The attack has already disrupted computers at Russia's biggest oil company, Ukrainian banks and multinational firms with a virus similar to the ransomware that infected more than 300,000 computers last month.
Production at the Cadbury factory on the island state of Tasmania ground to a halt late on Tuesday after computer systems went down, said Australian Manufacturing and Workers Union state secretary John Short.
Factory workers "weren't sure what it was but, as the night's gone on, they've realised there's been some significant attacks around the world", Short told Reuters.
Cadbury owner Mondelez International Inc said in a statement released overnight staff in various regions were experiencing technical problems but it was unclear whether this was due to a cyberattack.
A Mondelez spokeswoman in Australia had no immediate comment.
The Cadbury factory, which employs about 500 people, makes about 50,000 tonnes of chocolate a year, mostly for sale in Australia. Production remained frozen on Wednesday morning and it was unclear when it would resume, Short said.
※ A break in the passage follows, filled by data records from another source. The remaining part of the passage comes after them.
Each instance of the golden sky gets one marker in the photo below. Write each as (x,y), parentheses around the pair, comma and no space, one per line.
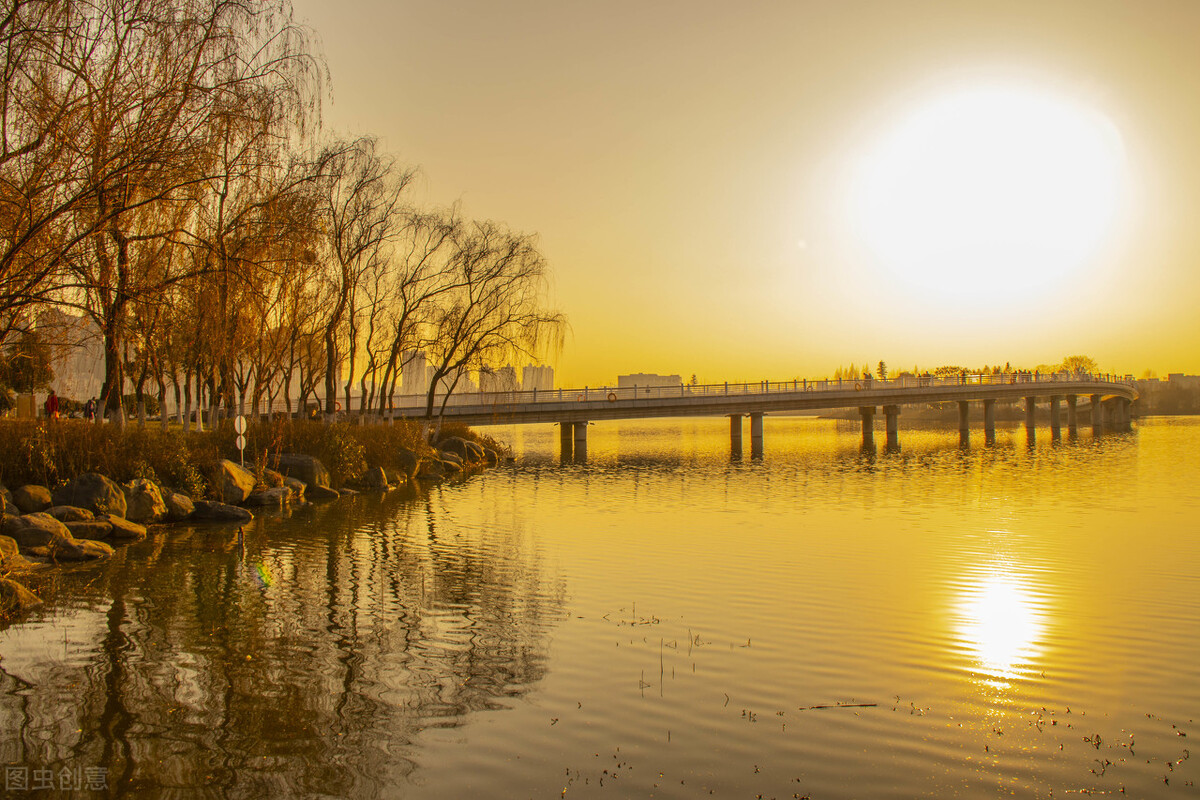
(756,190)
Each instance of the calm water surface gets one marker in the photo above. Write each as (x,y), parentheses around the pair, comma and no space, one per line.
(1021,619)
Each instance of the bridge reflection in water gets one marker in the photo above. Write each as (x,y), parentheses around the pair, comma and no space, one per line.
(1108,403)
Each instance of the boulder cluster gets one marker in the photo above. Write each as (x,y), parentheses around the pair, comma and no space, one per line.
(83,518)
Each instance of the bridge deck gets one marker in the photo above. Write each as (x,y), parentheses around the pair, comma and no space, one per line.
(720,400)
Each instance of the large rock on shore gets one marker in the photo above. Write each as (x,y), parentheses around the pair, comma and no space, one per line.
(36,530)
(70,513)
(456,445)
(79,549)
(16,600)
(94,492)
(179,506)
(318,493)
(274,498)
(233,482)
(90,529)
(376,479)
(31,498)
(10,555)
(306,468)
(408,461)
(124,529)
(211,511)
(295,487)
(143,501)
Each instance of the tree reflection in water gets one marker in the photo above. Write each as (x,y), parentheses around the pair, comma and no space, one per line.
(305,662)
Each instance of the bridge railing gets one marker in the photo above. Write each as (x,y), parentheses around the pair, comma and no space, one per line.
(613,394)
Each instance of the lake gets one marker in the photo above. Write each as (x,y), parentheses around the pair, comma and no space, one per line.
(1019,619)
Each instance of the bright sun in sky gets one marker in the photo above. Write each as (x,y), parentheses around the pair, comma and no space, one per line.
(989,192)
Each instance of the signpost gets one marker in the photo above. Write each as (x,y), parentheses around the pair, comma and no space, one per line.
(239,426)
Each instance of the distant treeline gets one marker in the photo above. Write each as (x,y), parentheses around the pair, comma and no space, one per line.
(1167,397)
(163,173)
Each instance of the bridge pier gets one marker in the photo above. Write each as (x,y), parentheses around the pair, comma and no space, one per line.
(892,419)
(989,421)
(756,434)
(581,443)
(1125,417)
(868,413)
(565,438)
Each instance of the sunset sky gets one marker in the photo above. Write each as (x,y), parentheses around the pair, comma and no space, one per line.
(769,190)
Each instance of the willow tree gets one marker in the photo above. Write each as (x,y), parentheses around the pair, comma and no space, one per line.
(497,311)
(361,216)
(163,76)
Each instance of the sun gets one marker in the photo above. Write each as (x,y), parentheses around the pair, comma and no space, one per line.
(989,192)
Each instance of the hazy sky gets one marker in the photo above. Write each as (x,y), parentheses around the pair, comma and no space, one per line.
(757,190)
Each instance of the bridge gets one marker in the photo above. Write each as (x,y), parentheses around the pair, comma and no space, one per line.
(573,409)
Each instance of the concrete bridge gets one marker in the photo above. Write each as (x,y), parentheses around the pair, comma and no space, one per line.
(1109,398)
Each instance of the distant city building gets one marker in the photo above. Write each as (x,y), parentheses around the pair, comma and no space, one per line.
(1183,382)
(414,373)
(647,379)
(535,378)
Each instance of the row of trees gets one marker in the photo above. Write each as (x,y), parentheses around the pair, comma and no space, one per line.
(163,172)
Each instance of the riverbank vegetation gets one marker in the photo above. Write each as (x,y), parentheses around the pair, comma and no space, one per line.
(165,174)
(52,453)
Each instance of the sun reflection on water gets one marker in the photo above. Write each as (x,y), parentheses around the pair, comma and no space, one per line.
(1000,620)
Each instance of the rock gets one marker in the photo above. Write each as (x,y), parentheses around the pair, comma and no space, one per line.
(70,513)
(16,599)
(233,482)
(31,498)
(81,549)
(306,468)
(93,529)
(94,492)
(376,479)
(451,458)
(318,493)
(10,555)
(36,530)
(409,462)
(297,487)
(432,469)
(457,445)
(143,501)
(124,529)
(273,479)
(474,452)
(179,506)
(276,498)
(211,511)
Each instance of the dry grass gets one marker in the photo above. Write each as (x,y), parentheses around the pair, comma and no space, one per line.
(33,451)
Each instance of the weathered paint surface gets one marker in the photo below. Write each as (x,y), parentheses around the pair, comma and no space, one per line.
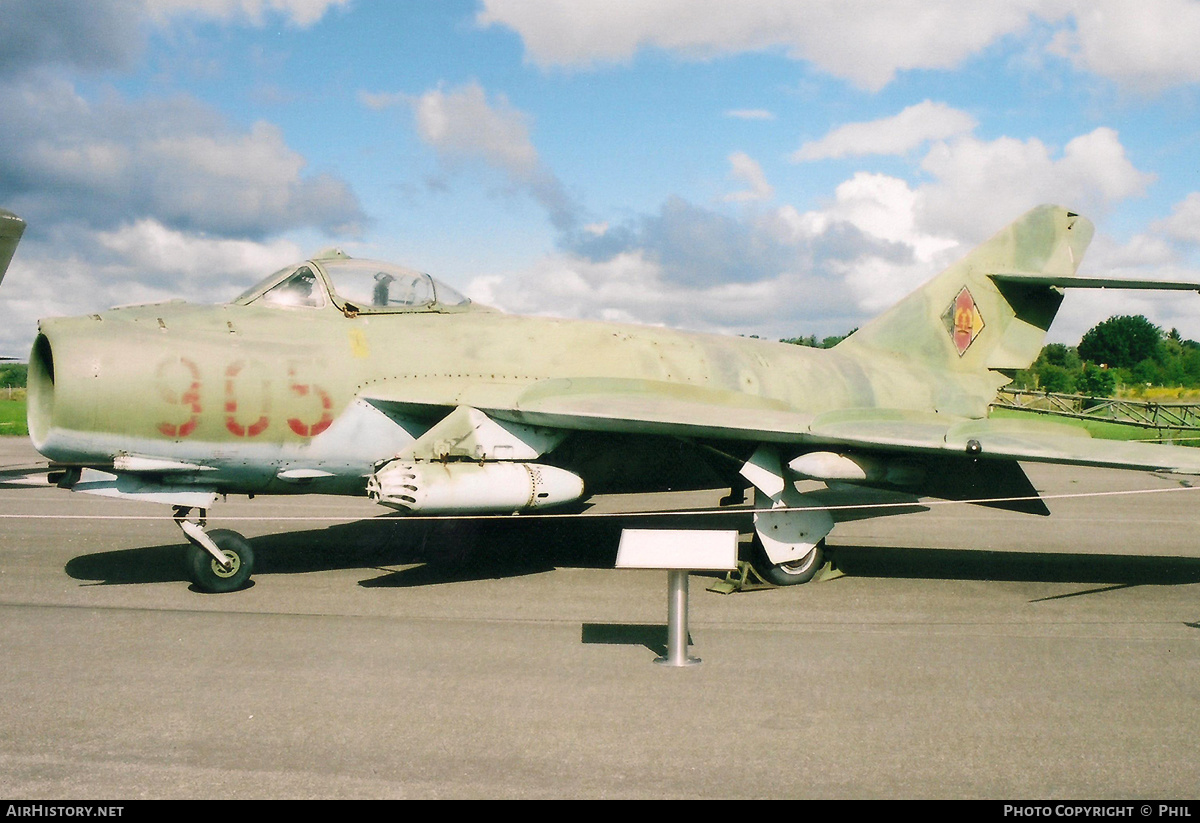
(277,397)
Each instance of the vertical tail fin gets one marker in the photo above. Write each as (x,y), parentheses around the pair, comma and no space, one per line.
(11,228)
(967,320)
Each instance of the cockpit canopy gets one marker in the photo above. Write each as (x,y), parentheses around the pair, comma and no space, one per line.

Australian staff of global law firm DLA Piper Ltd were quoted telling domestic media they were shut out of their computer systems because of the attack. DLA Piper said in a statement it was hit by a suspected malware attack and that it was "taking steps to remedy the issue".
Australian Cyber Security Minister Dan Tehan said the attack, a month after the similar WannaCry attack, was "a wake-up call to all Australian businesses to regularly back up their data and install the latest security patches".
The latest ransomware virus, named "Petya", has crippled computers running Microsoft Corp's Windows by encrypting hard drives and overwriting files, then demanding $300 in bitcoin to restore access.
It includes code known as "Eternal Blue", which cyber security experts widely believe was stolen from the U.S. National Security Agency and was also used in the WannaCry attack.
Mike Sentonas, regional vice president of U.S. cybersecurity company CrowdStrike Inc, said it was unclear how many Australian computers were affected by the latest attack but "what is different about this ransomware is its ability to spread, even if a computer has been patched".